Henry: Understanding Strategic Management
Chapter 05
Key Work feature: Kay's distinctive capabilities
In order to survive and grow all organizations are in search of a competitive advantage. The extent to which competitive advantage is sustainable is hotly debated. For example, some strategists argue that the increasing turbulence inherent in markets ensure that any competitive advantage can only ever be ephemeral, (D’Aveni, 1999). Or, put another way, organizations must constantly re-invent themselves if they are to stay one step ahead of their competitors.
In discussing the process by which competitive advantage is achieved Kay (1993) states that the most relevant factor is the distinctive capabilities of an organization’s resources. Kay’s work therefore sits within the resource-based view of strategy. The resource-based view of competition draws upon the resources and capabilities that reside within an organization, or that an organization might want to develop, in order to achieve a sustainable competitive advantage. Resources may be thought of as inputs that enable an organization to carry out its activities. Resources in and of themselves confer no value to organizations. It is only when they are put to some productive use that value follows. Resources can be categorised as tangible and intangible.
An organization’s capabilities are only distinctive if they emanate from a characteristic which other organizations do not possess. In this respect Kay argues that it is rather misguided to suggest that organizations should seek to imitate a distinctive capability, since by their very nature once other organizations acquire them they cease to be distinctive. To provide an organization with competitive advantage a distinctive capability must also possess the qualities of sustainability and appropriability. These elements are common to all theorists within the resource-based view of strategy. Sustainability refers to the distinctive capabilities of a resource being able to persist over time. Appropriability means the distinctive capabilities of a resource benefit the organization in contrast to other parties such as employees or customers.
These distinctive capabilities emanate from what Kay refers to as, architecture, reputation, and innovation. It is interesting to note that central to Kay’s notion of distinctive capabilities is the idea of stakeholders. The distinctive capabilities that derive from architecture, reputation, and innovation are part of a process that involves an organization’s employees, its customers, shareholders, and suppliers. Added to this are a number of relevant organizations to which the firm may network. An organization’s architecture therefore refers to the system of relational contracts that exist inside and outside the organization.

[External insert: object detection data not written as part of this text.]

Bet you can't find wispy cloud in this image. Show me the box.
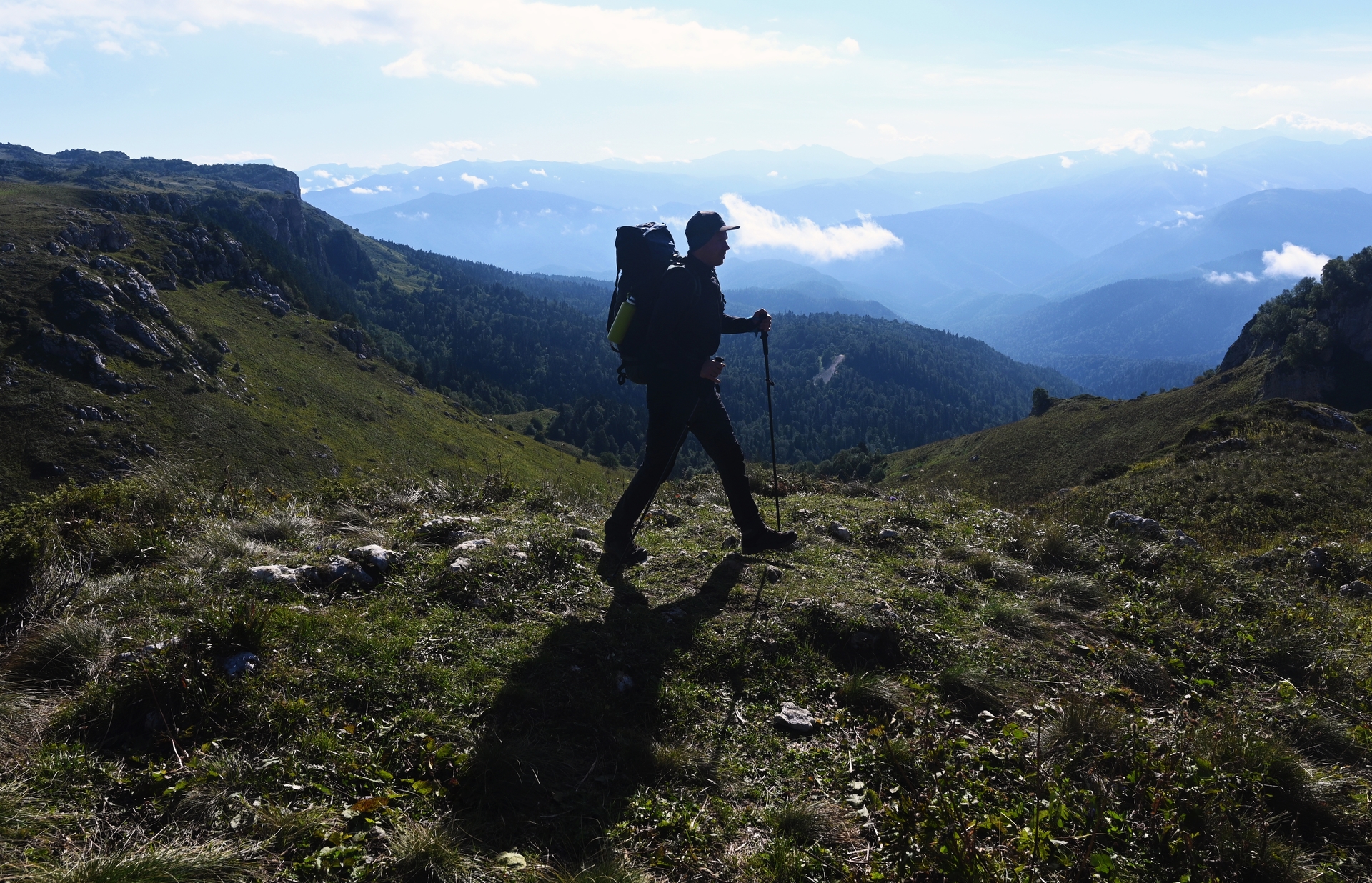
[719,194,904,261]
[1087,129,1153,154]
[1258,112,1372,139]
[412,140,482,166]
[1262,243,1329,279]
[1202,270,1258,285]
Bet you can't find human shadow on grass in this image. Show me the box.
[455,557,747,859]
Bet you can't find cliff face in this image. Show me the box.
[1220,246,1372,410]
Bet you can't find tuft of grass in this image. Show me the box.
[838,672,910,710]
[1048,573,1110,610]
[239,509,322,543]
[383,819,476,883]
[36,842,259,883]
[0,620,110,687]
[653,742,715,783]
[981,599,1048,637]
[767,801,858,849]
[938,662,1010,712]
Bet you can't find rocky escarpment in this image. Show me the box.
[1220,246,1372,411]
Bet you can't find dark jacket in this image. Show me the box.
[647,255,757,380]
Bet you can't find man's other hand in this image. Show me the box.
[700,355,725,382]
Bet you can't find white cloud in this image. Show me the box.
[1258,112,1372,137]
[404,141,482,164]
[1233,82,1301,99]
[719,194,904,261]
[1262,243,1329,279]
[1087,129,1153,154]
[877,122,933,144]
[0,34,48,74]
[1202,270,1258,285]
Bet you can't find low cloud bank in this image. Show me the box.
[1262,243,1329,279]
[719,194,904,261]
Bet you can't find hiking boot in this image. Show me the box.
[744,527,797,555]
[595,539,647,576]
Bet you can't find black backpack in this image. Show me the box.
[605,222,682,384]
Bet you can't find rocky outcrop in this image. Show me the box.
[58,216,134,251]
[1220,246,1372,411]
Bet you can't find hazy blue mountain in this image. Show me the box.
[347,188,637,273]
[1035,188,1372,297]
[725,288,900,319]
[943,279,1283,396]
[801,206,1074,315]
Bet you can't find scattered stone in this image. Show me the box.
[347,543,401,574]
[772,702,815,735]
[1172,531,1200,549]
[1339,580,1372,598]
[495,853,528,871]
[313,555,376,588]
[1106,509,1162,540]
[419,516,480,543]
[219,650,259,677]
[249,564,310,584]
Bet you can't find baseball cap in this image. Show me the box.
[686,211,738,251]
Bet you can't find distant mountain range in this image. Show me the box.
[306,127,1372,395]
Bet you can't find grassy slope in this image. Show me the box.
[886,365,1263,504]
[0,185,620,501]
[0,421,1372,882]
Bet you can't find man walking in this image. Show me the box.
[601,211,796,572]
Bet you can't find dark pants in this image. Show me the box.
[605,380,763,543]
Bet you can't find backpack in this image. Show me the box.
[605,222,682,384]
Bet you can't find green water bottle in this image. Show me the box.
[605,297,638,346]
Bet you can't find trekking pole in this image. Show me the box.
[763,331,780,532]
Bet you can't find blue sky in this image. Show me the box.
[0,0,1372,169]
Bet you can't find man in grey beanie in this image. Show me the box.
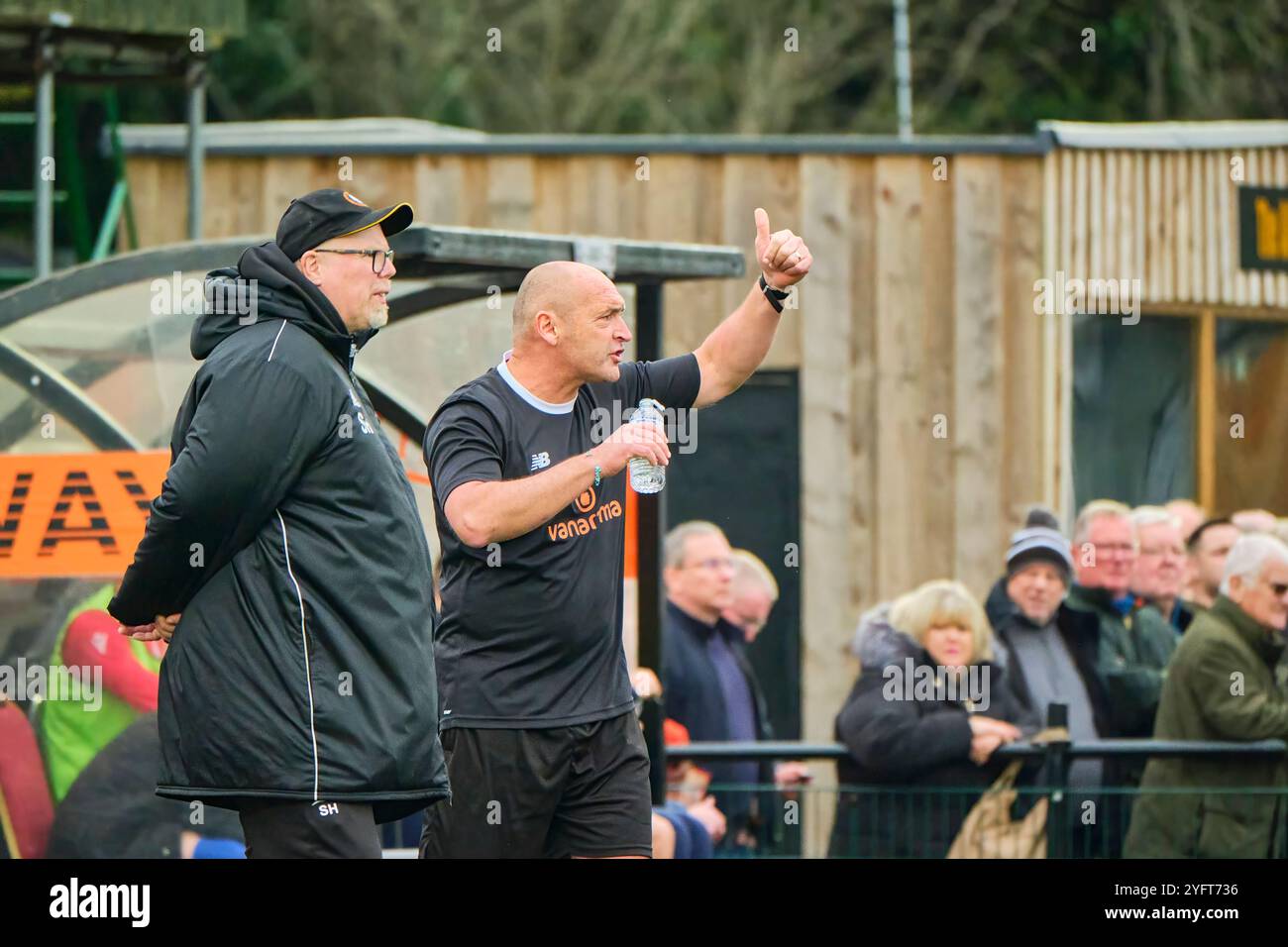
[986,506,1112,788]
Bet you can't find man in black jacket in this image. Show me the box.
[662,520,778,848]
[108,189,448,857]
[984,507,1118,854]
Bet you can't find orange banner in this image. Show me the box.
[0,451,170,579]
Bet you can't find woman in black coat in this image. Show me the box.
[829,579,1037,858]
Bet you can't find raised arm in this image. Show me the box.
[693,207,814,407]
[432,423,671,549]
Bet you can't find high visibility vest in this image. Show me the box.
[38,585,161,805]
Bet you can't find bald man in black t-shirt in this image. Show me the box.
[421,209,812,858]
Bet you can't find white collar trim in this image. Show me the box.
[496,349,577,415]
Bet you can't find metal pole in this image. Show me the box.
[187,59,206,240]
[33,36,56,279]
[636,283,666,804]
[894,0,912,139]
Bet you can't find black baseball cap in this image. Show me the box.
[277,187,415,261]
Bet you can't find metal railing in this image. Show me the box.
[666,740,1288,858]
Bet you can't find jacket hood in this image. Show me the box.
[850,601,921,669]
[984,576,1020,630]
[190,240,377,369]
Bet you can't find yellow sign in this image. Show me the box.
[0,451,170,579]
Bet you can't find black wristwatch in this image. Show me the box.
[760,273,791,312]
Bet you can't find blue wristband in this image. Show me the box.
[192,837,246,858]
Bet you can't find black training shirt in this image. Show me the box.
[425,353,702,728]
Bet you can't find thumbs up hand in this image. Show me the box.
[756,207,814,290]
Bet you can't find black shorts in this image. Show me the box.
[420,711,653,858]
[237,798,381,858]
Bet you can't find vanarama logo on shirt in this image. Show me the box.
[546,487,622,543]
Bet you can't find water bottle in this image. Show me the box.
[630,398,666,493]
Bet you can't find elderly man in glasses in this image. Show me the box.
[108,188,448,858]
[1124,533,1288,858]
[662,520,807,849]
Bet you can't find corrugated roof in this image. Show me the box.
[1038,121,1288,151]
[120,119,1048,155]
[120,119,486,155]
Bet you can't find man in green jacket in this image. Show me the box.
[1066,500,1176,737]
[1124,535,1288,858]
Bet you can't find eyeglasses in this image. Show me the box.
[314,248,394,273]
[683,557,733,570]
[1140,546,1185,559]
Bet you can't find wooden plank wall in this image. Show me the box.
[1046,147,1288,309]
[129,155,1059,852]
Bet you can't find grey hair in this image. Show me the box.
[1130,506,1181,530]
[1073,500,1136,546]
[662,519,724,569]
[1221,532,1288,595]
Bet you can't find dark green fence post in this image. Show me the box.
[1042,703,1073,858]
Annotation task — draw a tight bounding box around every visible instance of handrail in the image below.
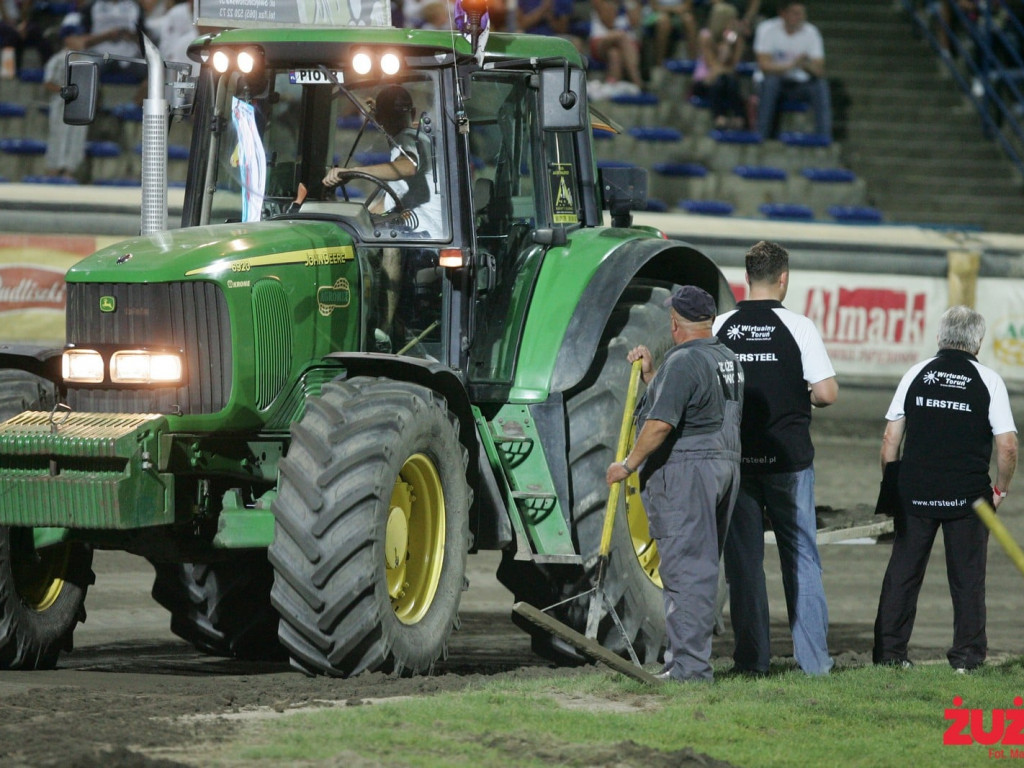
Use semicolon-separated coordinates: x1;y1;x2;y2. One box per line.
902;0;1024;178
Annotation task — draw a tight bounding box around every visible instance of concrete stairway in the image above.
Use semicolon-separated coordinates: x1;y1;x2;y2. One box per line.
807;0;1024;232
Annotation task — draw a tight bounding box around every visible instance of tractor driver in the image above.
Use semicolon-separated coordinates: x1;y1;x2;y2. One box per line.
324;85;444;237
323;85;444;351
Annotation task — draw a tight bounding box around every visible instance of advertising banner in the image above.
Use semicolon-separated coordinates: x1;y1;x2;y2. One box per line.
196;0;391;28
723;267;950;379
0;234;96;343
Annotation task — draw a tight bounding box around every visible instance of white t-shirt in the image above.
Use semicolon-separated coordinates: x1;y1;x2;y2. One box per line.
754;16;825;83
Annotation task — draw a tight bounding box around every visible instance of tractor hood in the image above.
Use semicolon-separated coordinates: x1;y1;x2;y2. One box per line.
67;220;353;283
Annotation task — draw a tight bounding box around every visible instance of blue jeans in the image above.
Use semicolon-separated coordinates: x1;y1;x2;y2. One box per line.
758;75;831;139
725;467;834;675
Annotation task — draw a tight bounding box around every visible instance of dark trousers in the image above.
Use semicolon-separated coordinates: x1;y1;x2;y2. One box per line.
872;514;988;669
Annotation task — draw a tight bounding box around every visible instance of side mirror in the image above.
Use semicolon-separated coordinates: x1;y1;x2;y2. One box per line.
541;63;589;131
598;168;647;226
60;60;99;125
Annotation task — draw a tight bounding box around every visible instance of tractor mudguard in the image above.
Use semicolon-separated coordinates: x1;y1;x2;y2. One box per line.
550;239;735;392
0;343;63;385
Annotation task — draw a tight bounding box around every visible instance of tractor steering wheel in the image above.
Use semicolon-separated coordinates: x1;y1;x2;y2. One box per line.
331;168;406;216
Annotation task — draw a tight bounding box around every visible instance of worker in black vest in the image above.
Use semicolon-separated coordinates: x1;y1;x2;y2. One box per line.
715;241;839;675
873;306;1017;673
605;286;743;682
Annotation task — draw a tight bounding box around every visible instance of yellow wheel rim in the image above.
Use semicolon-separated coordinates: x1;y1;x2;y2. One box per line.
384;454;444;624
11;530;71;612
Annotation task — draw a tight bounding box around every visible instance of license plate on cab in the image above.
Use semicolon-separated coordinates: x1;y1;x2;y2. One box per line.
288;70;345;85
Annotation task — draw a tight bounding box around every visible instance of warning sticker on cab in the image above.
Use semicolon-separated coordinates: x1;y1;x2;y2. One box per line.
548;163;580;224
288;70;345;85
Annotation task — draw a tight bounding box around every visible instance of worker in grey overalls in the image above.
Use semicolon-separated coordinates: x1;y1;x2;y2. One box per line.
606;286;743;681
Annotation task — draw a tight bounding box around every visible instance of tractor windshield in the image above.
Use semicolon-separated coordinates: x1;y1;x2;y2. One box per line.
206;68;451;243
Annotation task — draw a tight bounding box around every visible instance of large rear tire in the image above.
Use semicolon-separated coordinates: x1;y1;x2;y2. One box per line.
269;378;472;677
0;369;94;670
153;552;287;662
498;283;673;663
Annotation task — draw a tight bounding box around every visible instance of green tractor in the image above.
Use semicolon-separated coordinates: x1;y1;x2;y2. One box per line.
0;10;732;676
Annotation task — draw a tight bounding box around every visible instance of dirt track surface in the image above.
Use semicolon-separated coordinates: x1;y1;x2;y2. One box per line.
0;387;1024;768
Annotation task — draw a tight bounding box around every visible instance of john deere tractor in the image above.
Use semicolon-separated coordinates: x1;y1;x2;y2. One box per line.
0;9;731;676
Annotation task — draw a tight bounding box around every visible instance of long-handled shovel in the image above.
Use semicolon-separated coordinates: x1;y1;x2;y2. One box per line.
512;360;662;685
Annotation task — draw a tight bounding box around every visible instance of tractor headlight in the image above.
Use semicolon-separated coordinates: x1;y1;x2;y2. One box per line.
111;349;183;384
60;349;103;384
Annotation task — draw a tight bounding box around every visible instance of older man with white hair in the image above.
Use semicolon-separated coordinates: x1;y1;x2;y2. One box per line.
873;306;1017;673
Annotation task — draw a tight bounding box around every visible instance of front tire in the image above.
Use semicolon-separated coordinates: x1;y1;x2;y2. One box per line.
498;283;672;663
269;378;471;677
0;369;95;670
153;552;287;662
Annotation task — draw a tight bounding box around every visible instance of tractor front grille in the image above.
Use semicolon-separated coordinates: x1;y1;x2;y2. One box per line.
67;281;231;415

Where Prahalad and Hamel argue that many major corporations had the potential to build up core competencies but senior management lacked the vision to see the company other than as a portfolio of discrete businesses, Kay sees a more prominent role for an organization’s architecture. In common with Kay, Prahalad and Hamel recognise that core competencies (strategic capabilities) need to be protected in order to allow the organization to appropriate the value that derives from its use. This appropriability is made easier precisely because it derives from the work of all employees rather than a few individuals.
The same point holds true if we look at sustainability. If the different relational contracts that an organization enters into with its myriad stakeholders is difficult for its competitors to identify this limits their ability to imitate. As these relationships are implicit, complex, and embedded in and around the organization it ensures that architecture remains a source of competitive advantage. Similarly Kay’s concept of reputation is also sufficiently relational-based that it prevents easy identification and imitation. An organization can use its reputation to provide access to a wide variety of markets. We see this with Honda which uses its capabilities in engine design and production to leverage its core competencies in markets such as cars, powerboats and lawnmowers.
Distinctive capabilities that derive from innovation are linked to an organization’s architecture. For example, an organization’s ability to innovate may simply be part of the structure, processes and relationships that exist inside the organization – its routines. This is particularly evident in organizations such as 3i whose established routines ensure that innovation is part of the fabric of the organization. Kay’s notion of distinctive capabilities is much more inter-dependent recognising as it does the realities of organizational behaviour.